H = 1/S . (\sum_{u € Treated} Y_u(1)) - (\sum_{u € Not Treated} Y_u(0))
Though k and n are unknown, we can affirm that H is also equal to the ATE expression above where unoberved terms are removed :
H = 1/S ( k. ( [F1(1)] - [F1(0)] ) + n.( [F2(1)] - [F2(0)] ) )
But we know that F1(1) - F1(0) = [F1(1)] - [F1(0)] and that F2(1) - F2(0) = [F2(1)] - [F2(0)]
So we can affirm that H is the Half of ATE (whatever are k and n).
So ATE = 2.H
Randomization works asymptotically. A culture has prevailed that chooses to ignore this subtlety. Say N=2 and you do a coin flip to assign treatment. With what logic we have covariate balance exactly? Nevermind that there is no guaranty of an identical distribution of a covariate between the two groups if the the support is different.
I vote for renaming this lecture into "randomization is magic"
This is a really great course. I have some limited experience in CI and this has been the most well structured introduction I've come across. Really great work.
I felt like it would be worth mentioning the flip-side to randomized experiments, given that so many positive attributes have been mentioned.
For one paper critiquing randomization, at least in practice, see www.sciencedirect.com/science/article/pii/S0277953617307359 although I believe Pearl has also touched on similar issues as well.

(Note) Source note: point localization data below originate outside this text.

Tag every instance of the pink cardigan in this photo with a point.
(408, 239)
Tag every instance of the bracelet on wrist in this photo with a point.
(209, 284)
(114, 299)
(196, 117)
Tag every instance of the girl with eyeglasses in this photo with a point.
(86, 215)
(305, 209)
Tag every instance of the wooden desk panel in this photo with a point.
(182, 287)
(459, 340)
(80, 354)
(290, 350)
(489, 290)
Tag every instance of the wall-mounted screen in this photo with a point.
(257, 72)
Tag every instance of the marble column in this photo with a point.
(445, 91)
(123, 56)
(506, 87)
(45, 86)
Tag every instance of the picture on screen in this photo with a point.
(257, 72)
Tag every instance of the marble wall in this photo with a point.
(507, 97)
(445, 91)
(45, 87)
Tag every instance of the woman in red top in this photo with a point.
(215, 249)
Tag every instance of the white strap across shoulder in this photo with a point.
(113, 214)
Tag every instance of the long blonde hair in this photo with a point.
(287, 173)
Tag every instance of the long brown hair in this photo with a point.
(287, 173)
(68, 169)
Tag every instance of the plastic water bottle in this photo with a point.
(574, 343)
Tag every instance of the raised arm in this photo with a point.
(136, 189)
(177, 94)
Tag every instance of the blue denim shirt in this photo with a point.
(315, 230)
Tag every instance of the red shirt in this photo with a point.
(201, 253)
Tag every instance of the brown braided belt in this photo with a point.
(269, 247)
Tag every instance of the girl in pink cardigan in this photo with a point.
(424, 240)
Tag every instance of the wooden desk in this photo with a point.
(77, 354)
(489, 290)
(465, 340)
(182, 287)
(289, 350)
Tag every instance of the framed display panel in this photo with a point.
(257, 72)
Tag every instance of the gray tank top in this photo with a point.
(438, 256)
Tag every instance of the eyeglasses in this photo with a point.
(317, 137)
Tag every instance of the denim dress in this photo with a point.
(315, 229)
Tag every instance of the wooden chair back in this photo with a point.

TLDR: "This was Fisher's insight: not that randomization balanced covariates between treatments and controls but that, conditional on the caveat that no post-randomization correlation with covariates occurs, randomization provides the basis for calculating the size of the error. Getting the standard error and associated significance statements right are of the greatest importance; therein lies the virtue of randomization, not that it yields precise estimates through balance."